Rov. 7 houdt in dat Leba wordt toegelaten tot het bewijs van haar stelling dat zij, kort samengevat, KPI heeft gewaarschuwd voor de te geringe wanddikte en het 4-punts hotrunnersysteem.
3.2.1
Voorzover onderdeel 1, dat zich richt tegen rov. 4.1 en 4.2, ervan uitgaat dat het Hof zou hebben aangenomen dat de Hoge Raad heeft beslist dat op Leba een waarschuwingsplicht met betrekking tot de onjuiste specificaties rustte, berust het op een onjuiste lezing van 's Hofs arrest en mist het dus feitelijke grondslag. Het onderdeel gaat voor het overige terecht ervan uit dat de vraag of een dergelijke waarschuwingsplicht op Leba rustte, door het Hof diende te worden beantwoord. In de hiervoor in 3.1 weergegeven overwegingen ligt besloten dat het Hof die vraag bevestigend heeft beantwoord.
3.2.2
Het onderdeel bevat voorts de klacht dat, voorzover het Hof heeft geoordeeld dat de door Leba in haar memorie na verwijzing aangevoerde, volgens haar voor de beantwoording van voormelde vraag relevante, omstandigheden buiten de rechtsstrijd na cassatie vallen, dit oordeel onjuist, althans onbegrijpelijk is.

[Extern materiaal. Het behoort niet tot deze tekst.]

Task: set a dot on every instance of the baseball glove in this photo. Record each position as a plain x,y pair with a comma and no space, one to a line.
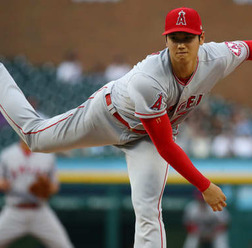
41,187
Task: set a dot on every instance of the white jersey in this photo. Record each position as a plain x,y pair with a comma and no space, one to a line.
21,170
151,89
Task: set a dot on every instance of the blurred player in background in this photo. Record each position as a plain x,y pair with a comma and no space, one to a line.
140,114
205,228
28,180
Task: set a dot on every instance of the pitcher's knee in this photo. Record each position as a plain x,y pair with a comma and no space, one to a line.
147,217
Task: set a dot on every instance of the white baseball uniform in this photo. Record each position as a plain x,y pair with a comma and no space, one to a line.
24,213
111,117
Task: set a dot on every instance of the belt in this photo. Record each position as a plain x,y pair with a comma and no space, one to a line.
28,205
119,118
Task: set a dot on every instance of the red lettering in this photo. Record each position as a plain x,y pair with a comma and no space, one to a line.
190,101
158,103
199,99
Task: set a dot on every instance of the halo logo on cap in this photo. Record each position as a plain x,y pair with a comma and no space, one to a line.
181,18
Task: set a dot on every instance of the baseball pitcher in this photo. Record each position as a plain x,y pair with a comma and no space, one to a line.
140,114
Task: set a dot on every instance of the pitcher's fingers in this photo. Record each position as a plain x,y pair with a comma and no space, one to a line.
219,207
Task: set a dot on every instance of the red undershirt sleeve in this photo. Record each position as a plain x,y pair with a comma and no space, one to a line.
160,132
249,43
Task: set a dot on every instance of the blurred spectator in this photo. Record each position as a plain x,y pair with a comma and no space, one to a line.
200,145
205,228
26,210
70,70
3,121
222,145
243,1
242,146
117,69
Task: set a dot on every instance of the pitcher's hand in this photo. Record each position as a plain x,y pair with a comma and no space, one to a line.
214,197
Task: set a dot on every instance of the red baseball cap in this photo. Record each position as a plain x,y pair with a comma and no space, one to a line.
183,20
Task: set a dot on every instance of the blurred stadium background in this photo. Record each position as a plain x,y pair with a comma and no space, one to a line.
94,200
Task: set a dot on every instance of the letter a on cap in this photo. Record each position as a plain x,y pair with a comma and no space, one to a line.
181,18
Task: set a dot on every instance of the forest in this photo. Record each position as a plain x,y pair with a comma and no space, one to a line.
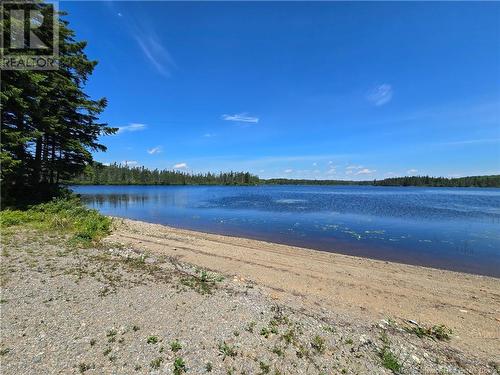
50,126
117,174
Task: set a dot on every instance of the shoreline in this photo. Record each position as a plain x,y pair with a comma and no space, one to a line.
362,289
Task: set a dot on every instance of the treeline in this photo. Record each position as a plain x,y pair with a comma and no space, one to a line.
50,126
472,181
289,181
117,174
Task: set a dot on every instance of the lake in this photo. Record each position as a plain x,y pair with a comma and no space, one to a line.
449,228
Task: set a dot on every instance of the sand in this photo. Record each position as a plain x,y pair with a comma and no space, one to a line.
358,289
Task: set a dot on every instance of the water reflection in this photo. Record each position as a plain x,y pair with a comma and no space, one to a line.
449,228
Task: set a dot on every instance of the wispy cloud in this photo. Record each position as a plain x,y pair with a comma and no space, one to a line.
380,95
129,163
180,166
470,142
240,117
331,171
154,150
351,167
365,171
131,128
155,52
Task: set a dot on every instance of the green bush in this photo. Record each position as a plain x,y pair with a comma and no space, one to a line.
66,215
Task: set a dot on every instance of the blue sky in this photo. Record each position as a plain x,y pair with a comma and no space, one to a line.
304,90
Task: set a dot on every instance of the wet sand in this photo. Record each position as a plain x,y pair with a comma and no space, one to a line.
356,288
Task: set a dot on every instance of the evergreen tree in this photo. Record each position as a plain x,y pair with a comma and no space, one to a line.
49,124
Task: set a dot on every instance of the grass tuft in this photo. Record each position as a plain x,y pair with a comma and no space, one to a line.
64,215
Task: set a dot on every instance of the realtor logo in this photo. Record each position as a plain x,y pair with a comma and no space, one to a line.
29,36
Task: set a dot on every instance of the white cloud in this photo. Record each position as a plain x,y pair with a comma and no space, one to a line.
133,127
331,171
129,163
180,166
365,171
471,142
154,150
351,167
241,117
380,95
155,52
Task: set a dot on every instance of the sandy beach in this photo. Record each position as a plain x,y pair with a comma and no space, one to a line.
358,288
150,299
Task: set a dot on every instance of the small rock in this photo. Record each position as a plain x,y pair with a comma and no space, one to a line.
364,339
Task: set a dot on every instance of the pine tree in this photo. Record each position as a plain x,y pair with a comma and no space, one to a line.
49,124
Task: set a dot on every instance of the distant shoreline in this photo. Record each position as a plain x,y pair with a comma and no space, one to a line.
355,286
117,174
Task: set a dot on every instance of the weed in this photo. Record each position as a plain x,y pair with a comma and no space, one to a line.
209,367
439,332
265,332
175,346
389,360
152,340
250,327
63,215
329,328
111,335
264,368
227,350
289,336
179,366
318,344
156,363
82,367
278,351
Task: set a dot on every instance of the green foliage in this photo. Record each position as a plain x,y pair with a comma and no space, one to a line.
152,340
179,366
472,181
49,124
156,363
439,332
117,174
318,344
175,346
227,350
389,360
66,215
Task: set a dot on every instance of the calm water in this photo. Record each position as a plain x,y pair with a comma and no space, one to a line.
450,228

Deze klacht faalt. Het Hof heeft kennelijk geoordeeld dat deze omstandigheden - door Leba in onderdeel 2 samengevat weergeven als de deskundigheid over en weer van partijen met betrekking tot het onderhavige product, de aard van de constructie, in het bijzonder het innovatief karakter ervan, de functionele ongeschiktheid ervan en de afwezigheid van kennelijke fouten in de constructie en van onaanvaardbare risico's - niet eerder in de procedure door Leba waren aangevoerd en dat daarop in de procedure na cassatie en verwijzing dan ook geen acht kon worden geslagen. Dit oordeel geeft niet blijk van een onjuiste rechtopvatting en is in het licht van de gedingstukken - waarvan de uitleg aan het Hof was voorbehouden - evenmin onbegrijpelijk. Anders dan het onderdeel betoogt, bracht de overweging in het verwijzingsarrest dat de voor een overeenkomst van aanneming geldende regel omtrent de op de aannemer rustende verplichting de opdrachtgever tijdig te waarschuwen voor onjuistheden in de opdracht ook op de onderhavige overeenkomst van partijen van toepassing is, niet mee dat er een nieuwe situatie ontstond waarop Leba niet eerder had kunnen inspelen. Leba had met de door de Hoge Raad gegeven kwalificatie van de overeenkomst van partijen al tevoren rekening kunnen en moeten houden. Opmerking verdient hierbij dat Leba zich in de eerdere feitelijke instanties op het standpunt heeft gesteld dat zij KPI wel degelijk heeft gewaarschuwd voor de ondeugdelijke specificaties.
3.3
Onderdeel 2 richt zich tegen het oordeel van het Hof dat een waarschuwingsplicht ter zake van de gewraakte specificaties op Leba rustte met de klacht dat dit oordeel onjuist, althans onbegrijpelijk is. Betoogd wordt dat het Hof weliswaar heeft onderkend dat de deskundigheid van KPI op zichzelf niet voldoende is om Leba van haar waarschuwingsplicht te ontslaan, maar dat het heeft miskend dat die deskundigheid in samenhang met de hiervoor in 3.2.2 vermelde, door Leba in haar memorie na verwijzing aangevoerde, omstandigheden ertoe kan leiden dat Leba uit haar verplichting KPI te waarschuwen is ontslagen. Uit hetgeen hiervoor in 3.2.2 is overwogen met betrekking tot het oordeel van het Hof dat op deze omstandigheden geen acht kan worden geslagen, volgt dat ook dit onderdeel faalt.
3.4
Aan onderdeel 3, dat zich richt tegen rov. 5 van het Hof, ligt eveneens de opvatting ten grondslag dat het Hof de na cassatie en verwijzing door Leba alsnog aangevoerde omstandigheden in zijn beoordeling had behoren te betrekken. Uit het voorafgaande volgt dat deze opvatting onjuist is. Voorzover het onderdeel ervan uitgaat dat het Hof heeft geoordeeld dat voor de eventuele toepassing van art. 6:101 lid 1 BW uitsluitend de deskundigheid van KPI van belang is, berust het op een onjuiste lezing van het arrest. Het onderdeel is dus tevergeefs voorgesteld.
4. Beslissing
De Hoge Raad:
verwerpt het beroep;
veroordeelt Leba in de kosten van het geding in cassatie, tot op deze uitspraak aan de zijde van KPI begroot op € 974,36 aan verschotten en € 1.365,-- voor salaris.
Dit arrest is gewezen door de vice-president G.G. van Erp Taalman Kip-Nieuwenkamp als voorzitter en de raadsheren J.B. Fleers, A.G. Pos, A. Hammerstein en P.C. Kop, en in het openbaar uitgesproken door de raadsheer A. Hammerstein op 15 november 2002.